Bar Fight!, Melissa Fumero, Jim Mahoney
Credit: IFC Films
Before We Vanish by Emily DuGranrut Featured Film

Bar Fight! — Jim Mahoney

December 2, 2022

Bar Fight! manages the impressive feat of being entirely unfunny for the whole of its runtime.

The graveyard of sitcom stars who attempted a move to movies is a crowded one. For every Jennifer Aniston and Tom Hanks, there’s a Matt LeBlanc and Shelley Long. Whether it’s a lack of actual talent beyond cueing a laugh track or a failure to pick the right projects, it seems the jump to film is too wide for many to make. Many brilliant sitcom actors end up drowning in D-list movie waters while their lesser co-stars (looking at you, Chris Pratt) somehow gain commercial success. It, unfortunately, makes sense then that Brooklyn Nine-Nine star Melissa Fumero and Crazy Ex-Girlfriend lead Rachel Bloom would end up in Bar Fight!, a thoroughly underwhelming and predictable film from writer-director Jim Mahoney.

Nina (Fumero) and Allen (Luka Jones) have mastered the amicable breakup. After five years together, they’ve simply decided that things aren’t working and so part ways.
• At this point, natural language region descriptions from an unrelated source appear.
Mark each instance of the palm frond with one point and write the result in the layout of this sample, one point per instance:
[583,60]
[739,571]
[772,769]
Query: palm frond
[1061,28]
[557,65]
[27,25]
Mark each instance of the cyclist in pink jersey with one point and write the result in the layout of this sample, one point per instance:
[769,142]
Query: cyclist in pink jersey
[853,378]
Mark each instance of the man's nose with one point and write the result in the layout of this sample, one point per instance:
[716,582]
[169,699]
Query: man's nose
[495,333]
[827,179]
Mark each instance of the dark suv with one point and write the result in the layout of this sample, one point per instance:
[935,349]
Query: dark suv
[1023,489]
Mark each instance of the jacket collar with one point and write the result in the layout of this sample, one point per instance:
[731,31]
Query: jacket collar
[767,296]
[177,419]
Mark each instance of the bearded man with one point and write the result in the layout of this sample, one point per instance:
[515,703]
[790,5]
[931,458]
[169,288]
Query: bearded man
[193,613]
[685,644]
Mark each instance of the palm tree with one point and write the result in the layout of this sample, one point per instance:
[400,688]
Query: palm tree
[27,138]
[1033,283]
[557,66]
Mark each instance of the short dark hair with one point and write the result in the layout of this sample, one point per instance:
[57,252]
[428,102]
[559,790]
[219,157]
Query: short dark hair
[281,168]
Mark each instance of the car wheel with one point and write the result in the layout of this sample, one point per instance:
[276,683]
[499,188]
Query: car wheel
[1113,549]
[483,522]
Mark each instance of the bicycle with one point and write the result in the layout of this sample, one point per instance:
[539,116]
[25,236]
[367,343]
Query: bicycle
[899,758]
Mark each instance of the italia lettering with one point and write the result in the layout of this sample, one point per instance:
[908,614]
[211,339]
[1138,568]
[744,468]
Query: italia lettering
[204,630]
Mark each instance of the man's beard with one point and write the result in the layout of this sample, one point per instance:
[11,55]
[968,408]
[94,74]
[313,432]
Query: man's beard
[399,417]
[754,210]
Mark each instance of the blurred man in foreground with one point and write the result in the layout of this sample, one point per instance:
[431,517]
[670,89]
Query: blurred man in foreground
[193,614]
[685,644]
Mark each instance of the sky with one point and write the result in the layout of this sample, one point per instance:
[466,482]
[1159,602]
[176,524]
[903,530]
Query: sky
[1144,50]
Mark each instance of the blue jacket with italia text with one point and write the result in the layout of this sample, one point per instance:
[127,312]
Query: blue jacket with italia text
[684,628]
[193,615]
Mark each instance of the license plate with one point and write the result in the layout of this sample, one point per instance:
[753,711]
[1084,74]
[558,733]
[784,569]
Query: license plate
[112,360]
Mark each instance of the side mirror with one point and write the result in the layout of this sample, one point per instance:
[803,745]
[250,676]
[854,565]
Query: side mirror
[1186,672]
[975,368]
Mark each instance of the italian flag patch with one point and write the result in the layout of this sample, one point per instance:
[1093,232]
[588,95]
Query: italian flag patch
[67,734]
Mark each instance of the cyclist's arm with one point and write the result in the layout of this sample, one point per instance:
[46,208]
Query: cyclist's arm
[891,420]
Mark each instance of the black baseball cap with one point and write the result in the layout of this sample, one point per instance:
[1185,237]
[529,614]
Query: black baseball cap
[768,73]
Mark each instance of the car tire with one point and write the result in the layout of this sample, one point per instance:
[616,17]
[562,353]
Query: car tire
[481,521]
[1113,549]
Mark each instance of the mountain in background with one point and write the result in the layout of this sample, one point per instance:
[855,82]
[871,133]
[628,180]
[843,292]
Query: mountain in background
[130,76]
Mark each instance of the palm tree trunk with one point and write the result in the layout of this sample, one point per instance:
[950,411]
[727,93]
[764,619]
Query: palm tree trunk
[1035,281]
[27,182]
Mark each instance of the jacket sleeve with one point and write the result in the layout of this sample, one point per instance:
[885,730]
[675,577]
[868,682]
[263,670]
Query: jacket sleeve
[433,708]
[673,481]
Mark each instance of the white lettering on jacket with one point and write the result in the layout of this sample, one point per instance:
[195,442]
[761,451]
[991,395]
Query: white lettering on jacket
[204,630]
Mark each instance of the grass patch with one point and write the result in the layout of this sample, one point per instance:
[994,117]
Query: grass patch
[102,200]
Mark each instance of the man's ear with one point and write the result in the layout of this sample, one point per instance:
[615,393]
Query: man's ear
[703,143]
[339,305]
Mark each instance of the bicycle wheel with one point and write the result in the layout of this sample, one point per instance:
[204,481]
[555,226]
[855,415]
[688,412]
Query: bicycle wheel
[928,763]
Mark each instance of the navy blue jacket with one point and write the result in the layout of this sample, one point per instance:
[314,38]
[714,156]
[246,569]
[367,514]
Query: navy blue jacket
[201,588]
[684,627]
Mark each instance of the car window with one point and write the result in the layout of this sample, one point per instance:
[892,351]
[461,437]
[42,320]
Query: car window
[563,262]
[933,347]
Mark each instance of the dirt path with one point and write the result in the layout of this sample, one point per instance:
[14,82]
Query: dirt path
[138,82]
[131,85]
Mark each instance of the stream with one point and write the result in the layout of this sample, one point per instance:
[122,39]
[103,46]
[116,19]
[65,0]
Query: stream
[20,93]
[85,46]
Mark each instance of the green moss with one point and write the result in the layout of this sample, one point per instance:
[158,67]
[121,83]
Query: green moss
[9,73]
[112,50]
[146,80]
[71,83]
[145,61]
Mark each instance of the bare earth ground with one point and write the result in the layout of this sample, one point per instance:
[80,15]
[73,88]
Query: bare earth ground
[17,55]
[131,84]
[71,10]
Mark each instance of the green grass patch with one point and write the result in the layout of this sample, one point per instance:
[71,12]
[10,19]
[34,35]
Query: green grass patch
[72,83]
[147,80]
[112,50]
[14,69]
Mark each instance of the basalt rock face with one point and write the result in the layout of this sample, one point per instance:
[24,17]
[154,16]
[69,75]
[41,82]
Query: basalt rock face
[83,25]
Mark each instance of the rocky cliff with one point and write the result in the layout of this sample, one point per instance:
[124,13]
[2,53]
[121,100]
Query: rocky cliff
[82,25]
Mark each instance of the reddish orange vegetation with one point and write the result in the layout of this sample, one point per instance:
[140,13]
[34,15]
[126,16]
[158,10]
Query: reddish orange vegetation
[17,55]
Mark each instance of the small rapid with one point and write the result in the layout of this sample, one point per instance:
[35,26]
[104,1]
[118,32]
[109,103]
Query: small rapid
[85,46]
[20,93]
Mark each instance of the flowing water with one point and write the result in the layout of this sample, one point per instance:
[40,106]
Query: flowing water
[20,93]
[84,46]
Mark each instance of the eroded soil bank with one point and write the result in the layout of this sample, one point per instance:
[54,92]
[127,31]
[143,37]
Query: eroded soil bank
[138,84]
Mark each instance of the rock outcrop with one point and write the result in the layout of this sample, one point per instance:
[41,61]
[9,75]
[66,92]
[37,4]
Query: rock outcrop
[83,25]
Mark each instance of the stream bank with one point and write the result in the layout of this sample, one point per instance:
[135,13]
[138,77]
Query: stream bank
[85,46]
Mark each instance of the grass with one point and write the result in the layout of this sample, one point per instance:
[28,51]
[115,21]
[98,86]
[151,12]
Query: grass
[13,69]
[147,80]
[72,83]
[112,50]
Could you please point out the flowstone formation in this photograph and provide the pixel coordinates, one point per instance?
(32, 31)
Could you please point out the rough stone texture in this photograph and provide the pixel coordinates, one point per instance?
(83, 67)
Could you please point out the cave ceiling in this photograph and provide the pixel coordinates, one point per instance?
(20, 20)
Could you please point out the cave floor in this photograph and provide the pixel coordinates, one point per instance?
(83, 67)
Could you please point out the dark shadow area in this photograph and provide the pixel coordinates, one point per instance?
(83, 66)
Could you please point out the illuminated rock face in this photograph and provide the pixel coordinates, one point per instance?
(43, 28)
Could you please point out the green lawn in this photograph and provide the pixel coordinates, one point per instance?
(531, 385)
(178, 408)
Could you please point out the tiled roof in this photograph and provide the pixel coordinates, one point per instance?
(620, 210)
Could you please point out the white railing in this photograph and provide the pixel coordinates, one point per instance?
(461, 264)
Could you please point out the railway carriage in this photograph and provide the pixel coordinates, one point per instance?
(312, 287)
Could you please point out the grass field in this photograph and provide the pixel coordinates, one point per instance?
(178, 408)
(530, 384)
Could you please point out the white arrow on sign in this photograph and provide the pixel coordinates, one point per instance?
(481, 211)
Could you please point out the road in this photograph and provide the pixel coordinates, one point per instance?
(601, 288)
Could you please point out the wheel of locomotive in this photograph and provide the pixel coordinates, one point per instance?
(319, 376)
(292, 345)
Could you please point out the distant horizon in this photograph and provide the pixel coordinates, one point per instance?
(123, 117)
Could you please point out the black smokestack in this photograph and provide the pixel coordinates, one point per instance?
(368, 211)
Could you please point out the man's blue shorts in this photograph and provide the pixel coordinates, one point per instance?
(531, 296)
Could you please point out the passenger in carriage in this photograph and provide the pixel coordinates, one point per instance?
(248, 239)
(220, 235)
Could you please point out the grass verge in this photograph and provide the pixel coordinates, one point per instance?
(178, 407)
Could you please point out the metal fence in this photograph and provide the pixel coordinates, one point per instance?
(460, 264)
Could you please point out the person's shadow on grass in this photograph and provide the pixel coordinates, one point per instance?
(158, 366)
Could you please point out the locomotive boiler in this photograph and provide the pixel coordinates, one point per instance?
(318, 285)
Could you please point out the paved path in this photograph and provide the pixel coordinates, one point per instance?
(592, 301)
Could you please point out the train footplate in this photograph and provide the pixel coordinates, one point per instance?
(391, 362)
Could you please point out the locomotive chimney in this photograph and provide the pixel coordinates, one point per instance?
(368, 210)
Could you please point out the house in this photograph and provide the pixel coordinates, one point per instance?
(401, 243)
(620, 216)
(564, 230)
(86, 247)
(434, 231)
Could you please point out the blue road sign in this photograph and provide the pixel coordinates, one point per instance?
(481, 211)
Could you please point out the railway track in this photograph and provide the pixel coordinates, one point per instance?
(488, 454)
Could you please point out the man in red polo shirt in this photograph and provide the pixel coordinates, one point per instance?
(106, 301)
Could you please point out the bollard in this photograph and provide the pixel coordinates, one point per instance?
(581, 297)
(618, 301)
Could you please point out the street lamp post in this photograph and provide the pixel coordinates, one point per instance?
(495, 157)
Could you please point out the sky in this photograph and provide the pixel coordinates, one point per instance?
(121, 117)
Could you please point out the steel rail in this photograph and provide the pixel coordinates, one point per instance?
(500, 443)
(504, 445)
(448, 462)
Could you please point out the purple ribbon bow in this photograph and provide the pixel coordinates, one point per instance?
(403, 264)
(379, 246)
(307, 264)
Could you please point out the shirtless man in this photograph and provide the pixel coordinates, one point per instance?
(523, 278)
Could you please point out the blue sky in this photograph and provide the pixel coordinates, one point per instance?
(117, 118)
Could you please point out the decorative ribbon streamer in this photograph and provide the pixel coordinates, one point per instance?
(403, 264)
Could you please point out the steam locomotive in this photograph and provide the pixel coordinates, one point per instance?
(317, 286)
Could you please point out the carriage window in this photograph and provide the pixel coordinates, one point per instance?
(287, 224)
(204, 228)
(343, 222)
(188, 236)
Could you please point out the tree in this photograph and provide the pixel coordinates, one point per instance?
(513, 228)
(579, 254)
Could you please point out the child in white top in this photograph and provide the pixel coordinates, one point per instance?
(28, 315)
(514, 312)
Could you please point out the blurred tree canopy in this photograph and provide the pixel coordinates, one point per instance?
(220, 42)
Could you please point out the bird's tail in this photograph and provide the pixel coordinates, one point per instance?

After their conscious uncoupling, they split their material possessions and move on. All is well until Allen and Nina arrive at “their” bar on the same night, and both refuse to give the watering hole to the other.  The result is a bizarre competition to win the rights to the bar. With their besties by their sides — Julian Gant for Allen and Bloom for Nina — they play games like blindfolded darts and human bowling in an attempt to ban the other from the premises for good. Allen ultimately wins by getting more phone numbers than Nina before closing time, but obviously, that’s not the end of their story. Also featuring a bizarre cast of characters, including Dot-Marie Jones as a grumpy cook and David Carzell as a bouncer, Bar Fight! somehow accomplishes the nearly impossible task of remaining entirely unfunny for its whole 84-minute runtime.

To their credit, Fumero and Bloom do their best with the (terrible) cards they’ve been dealt, and Jones manages to succeed in being the definition of “meh,” which seems to be the point of his character. Mahoney also sets the packed supporting cast up for failure, writing multiple one-note characters who are given nothing to chew on. Even those who have an ounce of personality are reduced to dull caricatures of real people, like the manager who is so timid he can’t even stop a patron from stealing from the bar, or the woman interviewing for a bartender position who exists solely as a walking “Florida people, am I right?” joke (but also, Florida people, am I right?). Throw in an ending that writes off the film’s first half and a Twisted Sister Christmas song, and you’ve got a movie that even a sitcom extra shouldn’t have to participate in. If Bar Fight! is any indication, Fumero and Bloom are digging their graves in the sitcom cemetery. One hopes they find some project soon to keep them in the land of the living.